Create these variables using the dplyr function case_when().
Use appropriate graphics to describe the relationships between the continuous variables and the discrete variables on which they were based to verify that your code worked. Pick a different theme from Problem 1.
# Place your code here.
weather2 <- olyw1018 %>%
mutate(
tempfeel = case_when(
TMAX < 40 ~ "Cold",
TMAX >= 40 & TMAX <= 75 ~ "Warm",
TMAX > 75 ~ "Hot"
),
wetfeel = case_when(
PRCP == 0 ~ "Dry",
PRCP > 0 & PRCP < 0.2 ~ "Damp",
PRCP >= 0.2 ~ "Wet"
)
)
ggplot(weather2, aes(x=reorder(wetfeel, PRCP), y=PRCP, color = wetfeel)) +
geom_point(alpha = 0.2) +
labs(title='Precipitation as a Categorical Variable', x='Precipitation Feel', y='Precipitation Amount') +
theme_economist_white()
ggplot(weather2, aes(x=reorder(tempfeel, TMAX), y=TMAX, color = tempfeel)) +
geom_point(alpha = 0.2) +
labs(title='Temperature as a Categorical Variable', x='Temp Feel', y='Temp Max') +
theme_economist_white()
We saw a few different graphs useful in examining the relationship between two categorical variables. Try two of them here. Use different themes.
# Place your code here.
ggplot(weather2, aes(x=reorder(tempfeel, TMAX), fill = wetfeel)) +
stat_count(position = 'dodge') +
labs(title='Comparison of Temp Feel and Wet Feel', x='Temp Feel', y='Count') +
theme_fivethirtyeight()
ggplot(weather2, aes(x=reorder(tempfeel, TMAX), y = TMAX, color = wetfeel)) +
geom_boxplot() +
labs(title='Comparison of Temp Feel and Wet Feel', x='Temp Feel', y='Temp Max') +
theme_tufte()
There is no required code. Describe the relationship between warmth and wetness. Also comment on the relative effectiveness of the graphs you used.

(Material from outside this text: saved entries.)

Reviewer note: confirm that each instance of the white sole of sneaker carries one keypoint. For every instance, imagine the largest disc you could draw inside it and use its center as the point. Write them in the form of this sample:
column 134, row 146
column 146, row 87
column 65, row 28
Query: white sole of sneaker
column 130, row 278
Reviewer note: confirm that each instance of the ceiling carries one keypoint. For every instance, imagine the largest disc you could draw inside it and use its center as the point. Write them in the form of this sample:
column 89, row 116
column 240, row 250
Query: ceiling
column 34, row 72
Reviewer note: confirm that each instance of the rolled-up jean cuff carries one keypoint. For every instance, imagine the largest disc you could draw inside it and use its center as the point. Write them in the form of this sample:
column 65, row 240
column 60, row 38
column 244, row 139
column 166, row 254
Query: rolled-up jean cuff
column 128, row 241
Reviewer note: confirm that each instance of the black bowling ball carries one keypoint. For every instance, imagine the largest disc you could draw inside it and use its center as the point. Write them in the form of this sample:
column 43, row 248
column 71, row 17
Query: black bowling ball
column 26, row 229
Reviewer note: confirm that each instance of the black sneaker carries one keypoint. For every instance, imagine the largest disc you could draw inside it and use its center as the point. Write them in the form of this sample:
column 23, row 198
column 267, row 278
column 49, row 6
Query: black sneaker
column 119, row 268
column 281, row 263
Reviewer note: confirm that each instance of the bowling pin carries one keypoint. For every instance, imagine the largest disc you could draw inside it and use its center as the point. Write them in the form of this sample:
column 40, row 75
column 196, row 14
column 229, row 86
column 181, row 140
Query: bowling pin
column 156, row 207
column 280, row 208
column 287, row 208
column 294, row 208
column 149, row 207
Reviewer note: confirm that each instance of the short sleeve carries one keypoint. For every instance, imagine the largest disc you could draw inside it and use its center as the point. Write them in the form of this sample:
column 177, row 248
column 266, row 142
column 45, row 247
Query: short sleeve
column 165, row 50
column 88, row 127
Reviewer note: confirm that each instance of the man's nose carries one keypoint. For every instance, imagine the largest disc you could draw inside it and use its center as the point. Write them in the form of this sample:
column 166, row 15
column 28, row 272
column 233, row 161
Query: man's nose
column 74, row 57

It appears that when the temperature is cold, days that are damp, dry, or wet occur at a roughly similar rate. For warm days, there is a much higher number of dry days, and about an equal number of damp and wet days. On hot days, it is mostly dry days with more damp days than wet days.
On cold days, the average max temperature is about 30 degrees. For warm days, the average max temperature is higher at around 65 for dry days and lower near 55 for damp and wet days. On hot days, the average max temperature remains at around 80 for all levels of precipitation.
I think both graphs work well to show the relationship. The bar graph gives an overview of the distribution of all thr types of days, cold damp days, cold dry day, etc. The boxplot gives more details and shows how the those categorical variables work with the max temperature of the day.